Another common side effect is a dry mouth. Taking them at bedtime may help with side effects.
Don't give antihistamines to your child unless you've checked with the doctor first.
Decongestants.Decongestants clear up a stuffy (congested) nose. They may be pills or liquids (oral), or a nasal gel, drop, or spray.
Possible problems with nasal sprays include irritation, burning or itching of nasal passages, and sneezing. Overuse can make your congestion worse (rebound congestion). So don't use the medicine longer than the label says. Examples of spray decongestants are oxymetazoline (such as Afrin, Dristan, or Zicam Extreme Congestion Relief) and phenylephrine (such as Neo-Synephrine).
Note: Decongestants may not be safe for young children or for people who have certain health problems. Before you use them, check the label. If you do use these medicines, always follow the directions about how much to use based on age and in some cases weight.
Steroid nasal sprays. These clear up a stuffy nose. They also help relieve red, itchy, watery eyes. An example is Nasacort.

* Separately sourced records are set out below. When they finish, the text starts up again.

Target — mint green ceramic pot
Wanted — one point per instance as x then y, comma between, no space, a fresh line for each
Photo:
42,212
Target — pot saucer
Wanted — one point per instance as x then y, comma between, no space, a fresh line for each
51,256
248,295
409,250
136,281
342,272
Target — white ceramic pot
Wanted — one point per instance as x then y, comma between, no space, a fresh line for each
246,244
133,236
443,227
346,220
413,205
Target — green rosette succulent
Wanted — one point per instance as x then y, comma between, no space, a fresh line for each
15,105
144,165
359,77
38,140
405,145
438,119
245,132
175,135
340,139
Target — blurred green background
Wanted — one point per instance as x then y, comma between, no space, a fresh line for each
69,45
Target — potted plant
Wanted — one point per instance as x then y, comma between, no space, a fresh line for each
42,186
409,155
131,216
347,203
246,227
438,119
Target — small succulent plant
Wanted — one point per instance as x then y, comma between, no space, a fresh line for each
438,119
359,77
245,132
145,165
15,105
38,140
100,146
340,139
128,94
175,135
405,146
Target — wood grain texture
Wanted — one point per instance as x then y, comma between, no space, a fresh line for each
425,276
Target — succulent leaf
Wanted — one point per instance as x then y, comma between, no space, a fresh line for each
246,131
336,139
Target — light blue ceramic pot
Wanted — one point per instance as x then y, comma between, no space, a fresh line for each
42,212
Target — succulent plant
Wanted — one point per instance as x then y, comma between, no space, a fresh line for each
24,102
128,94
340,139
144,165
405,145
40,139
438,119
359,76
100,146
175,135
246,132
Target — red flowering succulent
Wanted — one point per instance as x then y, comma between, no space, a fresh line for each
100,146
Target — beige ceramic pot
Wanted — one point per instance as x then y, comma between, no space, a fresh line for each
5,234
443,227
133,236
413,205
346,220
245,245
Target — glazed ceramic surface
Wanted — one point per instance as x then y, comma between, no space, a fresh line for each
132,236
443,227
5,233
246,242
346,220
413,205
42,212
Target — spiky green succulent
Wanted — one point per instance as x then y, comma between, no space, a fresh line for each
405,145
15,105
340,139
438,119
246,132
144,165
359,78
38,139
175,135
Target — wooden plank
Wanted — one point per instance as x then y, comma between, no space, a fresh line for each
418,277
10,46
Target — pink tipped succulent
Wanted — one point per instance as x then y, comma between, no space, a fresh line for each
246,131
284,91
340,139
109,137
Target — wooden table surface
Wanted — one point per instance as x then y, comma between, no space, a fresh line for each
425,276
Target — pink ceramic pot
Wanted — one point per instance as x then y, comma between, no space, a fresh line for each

Antihistamine/decongestant combinations. These combination pills work on most of the symptoms of allergies. Usually the decongestant decreases the drowsiness caused by the antihistamine. But some people feel nervous and sleepy at the same time ("tired and wired"). Examples of over-the-counter antihistamine/decongestant combinations include pseudoephedrine/chlorpheniramine maleate (such as Allerest) and pseudoephedrine/triprolidine (such as Actifed).
Decongestant eyedrops. These medicines reduce itching and watering of eyes. Don't use them for more than 3 days in a row. They can cause symptoms when you are not having allergy symptoms. This effect is similar to the rebound congestion of nasal spray decongestants. Examples of over-the-counter eyedrops include naphazoline (Clear Eyes) and tetrahydrozoline (such as Visine). (Saline-only eyedrops for dry eyes may feel good but do not reduce allergy symptoms.)